Série de meurtres… au théâtre
Avant Neuchâtel et Genève, Denise Carla Haas présente à Lausanne «Liberté à Brême» de Rainer W.Fassbinder.
La metteuse en scène romande, qui travaille dans le off, poursuit une femme criminelle. Sans effusion de sang.
En ce mois de janvier, difficile de s’égailler dans les rues glaciales de Lausanne à la sortie d’un spectacle lui aussi glaçant. «Liberté à Brême» n’est pas une pièce qui vous envoie au lit tranquille et apaisé.

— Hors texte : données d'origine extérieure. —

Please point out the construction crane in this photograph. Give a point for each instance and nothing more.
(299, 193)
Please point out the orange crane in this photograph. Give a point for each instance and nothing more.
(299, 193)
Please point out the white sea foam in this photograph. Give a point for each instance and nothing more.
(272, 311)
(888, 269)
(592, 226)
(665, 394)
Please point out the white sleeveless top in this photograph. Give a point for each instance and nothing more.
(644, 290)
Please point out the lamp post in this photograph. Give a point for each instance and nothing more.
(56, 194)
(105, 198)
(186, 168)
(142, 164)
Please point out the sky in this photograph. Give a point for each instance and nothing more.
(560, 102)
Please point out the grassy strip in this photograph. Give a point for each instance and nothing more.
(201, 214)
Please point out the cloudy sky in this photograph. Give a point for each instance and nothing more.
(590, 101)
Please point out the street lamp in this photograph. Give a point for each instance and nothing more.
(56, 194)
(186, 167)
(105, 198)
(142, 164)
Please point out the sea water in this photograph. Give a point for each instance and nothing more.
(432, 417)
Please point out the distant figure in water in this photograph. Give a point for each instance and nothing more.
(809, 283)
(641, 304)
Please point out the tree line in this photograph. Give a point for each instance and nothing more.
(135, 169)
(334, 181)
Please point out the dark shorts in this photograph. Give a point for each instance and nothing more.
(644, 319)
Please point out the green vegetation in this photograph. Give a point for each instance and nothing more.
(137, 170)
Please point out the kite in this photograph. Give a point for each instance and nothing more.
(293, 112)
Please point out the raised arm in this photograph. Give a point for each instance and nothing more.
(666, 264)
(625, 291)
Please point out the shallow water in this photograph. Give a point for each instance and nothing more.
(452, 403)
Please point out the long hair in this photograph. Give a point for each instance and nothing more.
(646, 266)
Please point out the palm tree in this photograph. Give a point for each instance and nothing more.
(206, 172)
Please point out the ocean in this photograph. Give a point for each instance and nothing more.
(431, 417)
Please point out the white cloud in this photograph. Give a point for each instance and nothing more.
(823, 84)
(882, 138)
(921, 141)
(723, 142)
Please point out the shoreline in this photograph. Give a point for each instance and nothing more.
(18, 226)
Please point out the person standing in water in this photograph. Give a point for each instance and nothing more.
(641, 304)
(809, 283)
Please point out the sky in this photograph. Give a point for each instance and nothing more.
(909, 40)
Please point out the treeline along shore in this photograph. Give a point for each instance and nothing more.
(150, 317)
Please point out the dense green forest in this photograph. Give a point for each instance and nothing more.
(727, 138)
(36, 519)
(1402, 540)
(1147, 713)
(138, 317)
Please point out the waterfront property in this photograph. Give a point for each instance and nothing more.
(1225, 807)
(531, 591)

Et ce n’est pas le cœur léger que l’on applaudit les comédiens venus saluer le public à la fin de la représentation. D’abord parce que cette pièce de Rainer W. Fassbinder, que met en scène Denise Carla Haas au Théâtre 2.21, est effrayante.
Ensuite parce que son interprète principale, Magdalena Czartoryjska Meier, a du mal à convaincre dans le rôle de Geesche, une femme meurtrière.
Du fait divers au mythe
Pour écrire ce rôle, Fassbinder s’est appuyé sur un fait divers consigné dans les archives de la cour de Brême. A cette source d’inspiration sont venues probablement s’ajouter les références mythiques qui hantent l’esprit de tout grand auteur.
L’histoire donc en deux mots. Geesche Gotfried, femme d’abord opprimée, croit gagner sa liberté en tuant son mari, ses enfants, sa mère, son amant, son père. Il n’est donc pas interdit de penser ici à Médée ou aux grandes héroïnes de Henrik Ibsen – Hedda Gabler par exemple – dont Geesche pourrait être la descendante. Sauf qu’ici Fassbinder n’écrit pas en moraliste et encore moins en idéologue. Il n’est ni féministe, ni anti-féministe, comme certains le pensent.
L’auteur ne jette pas la pierre sur cette mère criminelle. Il ne l’innocente pas non plus. Il se place tout simplement en observateur d’une réalité crue où femmes et hommes sont, au même titre, des victimes coupables.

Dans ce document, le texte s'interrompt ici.